Ray Kroc died of heart failure on January 14, 1984, at Scripps Memorial Hospital in San Diego. He was eighty-one. He is interred at El Camino Memorial Park in La Jolla, California. At the time of his death, McDonald's annual sales exceeded $8 billion. Three-quarters of its 7,500 outlets were run by franchise holders. Fred Turner, who had succeeded him as the company's operational leader, eulogized his old boss at a memorial service on January 20: "Ray touched us. He was positive, not negative. He was a giver, not a taker. He was the best boss in the world, a best friend, a second father, a perfect partner, and an inspiration."
Esquire named Kroc to a list of fifty people who contributed most to American life in the twentieth century. TIME placed him among the hundred most important people of the century, in an entry written by the French chef Jacques Pépin, who — with exquisite irony — had spent the 1960s working at Howard Johnson's on Queens Boulevard in New York, watching the old model of American dining collapse as Kroc's system devoured the landscape. Pépin called him "the ultimate salesman." It was accurate but incomplete. Kroc was also the ultimate replicator, the ultimate standardizer, the man who took someone else's brilliant idea and subjected it to such relentless, obsessive, evangelical duplication that the idea ceased to be an idea and became a fact of American life — as universal as electricity, as inescapable as the automobile, as fundamental to the national identity as the highway system that carried customers to his restaurants.
The Arches at Dusk
There is a photograph, taken sometime in the mid-1980s, of the McDonald's Museum in Des Plaines — a replica of the original 1955 restaurant, rebuilt on the same site after the actual building was demolished and remodeled beyond recognition. The replica is precise: the red-and-white tile, the golden arches, the walk-up windows, the Speedee mascot on the sign. It sits on Lee Street as a monument to what began there, though the thing it commemorates — a fifty-two-year-old salesman's desperate, brilliant, morally complicated bet on someone else's idea — is not the kind of story that fits easily on a plaque.
In 2018, McDonald's demolished the replica, too. The corporate decision drew little protest. The company had long since outgrown the need for a physical origin story. It had 36,000 restaurants in more than a hundred countries. It served 69 million customers a day. The golden arches, which Dick McDonald had sketched on the back of a napkin because he thought the roofline needed something, had become the second most widely recognized trademark in the world — after, depending on the survey, either the Christian cross or the Olympic rings.

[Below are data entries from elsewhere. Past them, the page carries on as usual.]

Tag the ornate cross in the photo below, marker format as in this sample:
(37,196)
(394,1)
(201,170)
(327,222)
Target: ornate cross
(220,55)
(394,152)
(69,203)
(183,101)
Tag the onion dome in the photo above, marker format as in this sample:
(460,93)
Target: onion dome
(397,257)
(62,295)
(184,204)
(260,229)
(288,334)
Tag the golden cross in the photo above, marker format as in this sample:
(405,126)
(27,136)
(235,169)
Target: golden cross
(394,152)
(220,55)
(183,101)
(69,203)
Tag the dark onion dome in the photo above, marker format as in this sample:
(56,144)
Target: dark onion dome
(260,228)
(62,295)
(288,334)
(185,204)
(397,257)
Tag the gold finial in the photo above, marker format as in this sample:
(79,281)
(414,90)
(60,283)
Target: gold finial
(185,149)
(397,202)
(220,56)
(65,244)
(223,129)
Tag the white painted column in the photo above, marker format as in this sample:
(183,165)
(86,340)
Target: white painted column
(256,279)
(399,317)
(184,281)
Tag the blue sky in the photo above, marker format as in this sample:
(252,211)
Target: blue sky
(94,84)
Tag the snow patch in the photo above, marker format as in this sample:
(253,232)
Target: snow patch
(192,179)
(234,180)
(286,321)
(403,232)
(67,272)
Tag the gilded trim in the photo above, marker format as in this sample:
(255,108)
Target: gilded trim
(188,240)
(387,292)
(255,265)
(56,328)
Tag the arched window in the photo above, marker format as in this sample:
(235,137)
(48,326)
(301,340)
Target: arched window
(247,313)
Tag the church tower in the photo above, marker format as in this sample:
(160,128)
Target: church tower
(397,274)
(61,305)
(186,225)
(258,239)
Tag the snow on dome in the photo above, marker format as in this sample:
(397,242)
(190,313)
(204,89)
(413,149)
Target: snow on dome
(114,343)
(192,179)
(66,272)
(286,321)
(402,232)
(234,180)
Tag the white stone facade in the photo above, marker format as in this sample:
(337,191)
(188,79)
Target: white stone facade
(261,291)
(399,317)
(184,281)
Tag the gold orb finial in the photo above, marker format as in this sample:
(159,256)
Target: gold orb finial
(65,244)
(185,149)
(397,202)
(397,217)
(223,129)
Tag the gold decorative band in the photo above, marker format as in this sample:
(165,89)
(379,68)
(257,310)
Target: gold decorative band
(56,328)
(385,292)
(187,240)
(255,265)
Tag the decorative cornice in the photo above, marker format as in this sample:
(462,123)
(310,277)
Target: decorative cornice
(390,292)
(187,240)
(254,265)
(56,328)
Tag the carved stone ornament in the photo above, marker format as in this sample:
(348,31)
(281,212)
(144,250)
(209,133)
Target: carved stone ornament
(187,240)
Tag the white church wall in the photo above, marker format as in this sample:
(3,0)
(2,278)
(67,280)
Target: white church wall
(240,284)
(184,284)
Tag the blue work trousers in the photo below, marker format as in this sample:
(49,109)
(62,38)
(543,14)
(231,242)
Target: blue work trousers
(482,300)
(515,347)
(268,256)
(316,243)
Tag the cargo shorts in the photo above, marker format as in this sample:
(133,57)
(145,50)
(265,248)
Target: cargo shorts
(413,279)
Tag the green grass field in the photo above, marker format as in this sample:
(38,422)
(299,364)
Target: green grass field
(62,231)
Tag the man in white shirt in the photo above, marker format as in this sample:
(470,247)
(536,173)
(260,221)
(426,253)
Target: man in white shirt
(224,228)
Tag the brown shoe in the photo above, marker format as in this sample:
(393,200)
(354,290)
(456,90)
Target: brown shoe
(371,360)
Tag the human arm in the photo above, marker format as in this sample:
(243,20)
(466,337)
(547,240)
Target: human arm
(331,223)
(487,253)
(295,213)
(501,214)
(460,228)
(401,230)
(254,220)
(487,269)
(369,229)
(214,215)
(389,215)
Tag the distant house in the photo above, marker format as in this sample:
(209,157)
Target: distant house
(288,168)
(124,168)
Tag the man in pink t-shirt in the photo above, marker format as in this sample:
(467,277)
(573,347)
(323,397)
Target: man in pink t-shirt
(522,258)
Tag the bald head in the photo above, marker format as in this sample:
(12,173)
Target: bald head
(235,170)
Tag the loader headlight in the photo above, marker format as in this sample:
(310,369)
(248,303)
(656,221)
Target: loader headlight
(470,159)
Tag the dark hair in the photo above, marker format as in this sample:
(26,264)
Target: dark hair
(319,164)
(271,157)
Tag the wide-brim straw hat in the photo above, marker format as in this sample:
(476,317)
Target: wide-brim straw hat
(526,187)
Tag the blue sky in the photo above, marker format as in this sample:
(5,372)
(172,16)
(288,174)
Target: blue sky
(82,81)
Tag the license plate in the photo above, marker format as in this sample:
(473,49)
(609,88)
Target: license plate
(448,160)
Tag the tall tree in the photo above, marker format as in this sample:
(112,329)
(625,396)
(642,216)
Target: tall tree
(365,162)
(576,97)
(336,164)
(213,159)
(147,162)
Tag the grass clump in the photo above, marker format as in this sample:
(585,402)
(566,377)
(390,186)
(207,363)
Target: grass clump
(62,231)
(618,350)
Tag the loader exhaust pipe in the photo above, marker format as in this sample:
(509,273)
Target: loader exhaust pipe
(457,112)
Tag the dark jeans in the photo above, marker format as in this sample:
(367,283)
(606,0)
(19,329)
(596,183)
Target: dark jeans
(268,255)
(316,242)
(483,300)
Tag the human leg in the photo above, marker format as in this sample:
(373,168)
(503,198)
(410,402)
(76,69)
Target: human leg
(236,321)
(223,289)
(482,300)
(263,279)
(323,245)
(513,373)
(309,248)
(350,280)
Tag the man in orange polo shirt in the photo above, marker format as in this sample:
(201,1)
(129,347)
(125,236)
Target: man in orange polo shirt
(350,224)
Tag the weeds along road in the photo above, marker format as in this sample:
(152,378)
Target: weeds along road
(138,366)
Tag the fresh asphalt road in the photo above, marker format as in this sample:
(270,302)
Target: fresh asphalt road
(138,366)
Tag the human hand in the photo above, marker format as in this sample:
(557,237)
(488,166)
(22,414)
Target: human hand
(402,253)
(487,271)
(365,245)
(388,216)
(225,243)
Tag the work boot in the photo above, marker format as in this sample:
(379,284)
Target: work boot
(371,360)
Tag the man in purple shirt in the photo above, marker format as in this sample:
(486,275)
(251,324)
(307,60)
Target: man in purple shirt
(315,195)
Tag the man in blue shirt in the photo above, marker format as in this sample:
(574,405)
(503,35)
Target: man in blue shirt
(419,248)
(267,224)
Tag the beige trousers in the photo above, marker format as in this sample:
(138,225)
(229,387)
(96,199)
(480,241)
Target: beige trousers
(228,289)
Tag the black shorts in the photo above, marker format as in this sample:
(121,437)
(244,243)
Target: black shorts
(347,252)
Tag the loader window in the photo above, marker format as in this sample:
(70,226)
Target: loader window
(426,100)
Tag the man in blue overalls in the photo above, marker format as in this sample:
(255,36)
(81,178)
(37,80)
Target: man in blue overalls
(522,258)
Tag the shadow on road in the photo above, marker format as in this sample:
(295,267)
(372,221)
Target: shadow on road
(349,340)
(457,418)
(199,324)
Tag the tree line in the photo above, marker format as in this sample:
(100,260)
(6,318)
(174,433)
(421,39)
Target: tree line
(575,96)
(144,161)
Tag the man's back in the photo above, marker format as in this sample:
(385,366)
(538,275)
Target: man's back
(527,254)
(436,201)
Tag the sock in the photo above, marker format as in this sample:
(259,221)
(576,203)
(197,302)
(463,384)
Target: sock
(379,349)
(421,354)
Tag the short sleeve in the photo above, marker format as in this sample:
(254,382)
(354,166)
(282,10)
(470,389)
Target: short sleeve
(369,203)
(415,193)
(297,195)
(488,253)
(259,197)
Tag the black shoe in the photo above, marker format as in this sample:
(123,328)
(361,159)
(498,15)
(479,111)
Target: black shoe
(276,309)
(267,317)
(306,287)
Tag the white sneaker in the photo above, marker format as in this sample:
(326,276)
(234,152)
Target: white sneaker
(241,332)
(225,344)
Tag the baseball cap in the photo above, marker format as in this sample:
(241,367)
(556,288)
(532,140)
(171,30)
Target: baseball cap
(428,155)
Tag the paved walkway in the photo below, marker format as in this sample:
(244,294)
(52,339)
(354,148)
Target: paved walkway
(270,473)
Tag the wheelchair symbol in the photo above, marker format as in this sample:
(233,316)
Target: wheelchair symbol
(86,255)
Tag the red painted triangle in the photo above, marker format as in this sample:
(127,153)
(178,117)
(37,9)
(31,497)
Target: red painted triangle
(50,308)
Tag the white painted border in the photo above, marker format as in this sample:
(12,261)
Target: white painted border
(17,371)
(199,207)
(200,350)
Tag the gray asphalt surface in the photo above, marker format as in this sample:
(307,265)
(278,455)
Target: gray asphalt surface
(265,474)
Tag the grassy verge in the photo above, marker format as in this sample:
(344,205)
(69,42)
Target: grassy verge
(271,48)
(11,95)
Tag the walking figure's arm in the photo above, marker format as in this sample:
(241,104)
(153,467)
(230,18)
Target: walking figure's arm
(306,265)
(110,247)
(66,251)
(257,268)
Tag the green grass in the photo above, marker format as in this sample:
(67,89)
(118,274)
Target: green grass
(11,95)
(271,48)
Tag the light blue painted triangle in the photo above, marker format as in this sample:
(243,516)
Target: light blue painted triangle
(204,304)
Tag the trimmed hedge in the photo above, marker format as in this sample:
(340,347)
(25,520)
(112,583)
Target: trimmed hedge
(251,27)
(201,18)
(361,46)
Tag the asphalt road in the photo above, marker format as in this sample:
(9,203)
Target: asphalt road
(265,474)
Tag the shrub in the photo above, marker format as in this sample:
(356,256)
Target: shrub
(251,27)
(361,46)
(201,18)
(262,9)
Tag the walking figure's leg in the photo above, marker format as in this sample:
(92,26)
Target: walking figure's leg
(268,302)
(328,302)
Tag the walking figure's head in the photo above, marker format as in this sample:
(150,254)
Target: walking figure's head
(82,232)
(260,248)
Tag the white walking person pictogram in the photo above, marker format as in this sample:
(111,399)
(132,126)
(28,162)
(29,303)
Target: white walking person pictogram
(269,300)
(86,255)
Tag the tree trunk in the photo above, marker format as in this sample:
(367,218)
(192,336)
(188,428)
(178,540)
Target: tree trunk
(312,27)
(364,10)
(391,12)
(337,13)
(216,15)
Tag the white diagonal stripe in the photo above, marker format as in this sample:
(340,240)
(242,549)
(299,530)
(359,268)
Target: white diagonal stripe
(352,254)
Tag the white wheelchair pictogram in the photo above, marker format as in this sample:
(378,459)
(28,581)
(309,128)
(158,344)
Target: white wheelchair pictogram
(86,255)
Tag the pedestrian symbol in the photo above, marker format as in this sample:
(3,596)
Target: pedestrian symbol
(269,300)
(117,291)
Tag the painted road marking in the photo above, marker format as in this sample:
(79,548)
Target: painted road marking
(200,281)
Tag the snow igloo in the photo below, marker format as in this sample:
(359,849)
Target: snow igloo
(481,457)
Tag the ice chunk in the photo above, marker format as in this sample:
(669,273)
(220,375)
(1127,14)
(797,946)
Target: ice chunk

Somewhere in San Bernardino, on the corner of North E Street and West 14th Street, there is nothing left of the brothers' original octagonal restaurant — the place where the eight Multimixers churned forty shakes at once in the desert heat, where the Speedee Service System turned hamburger preparation into industrial choreography, where a traveling milkshake salesman with diabetes and arthritis and a failing marriage looked through the window and saw, with the clarity of a man who had been waiting his whole life for exactly this, the future. The building is gone. The brothers are gone. The name remains — golden, glowing, visible from the highway at dusk, the same in Houston as it is in Moscow, in Tokyo, in São Paulo — a pair of arches curving upward like the parentheses around a promise Ray Kroc made to a country that was hungry for something fast, cheap, familiar, and exactly the same every time.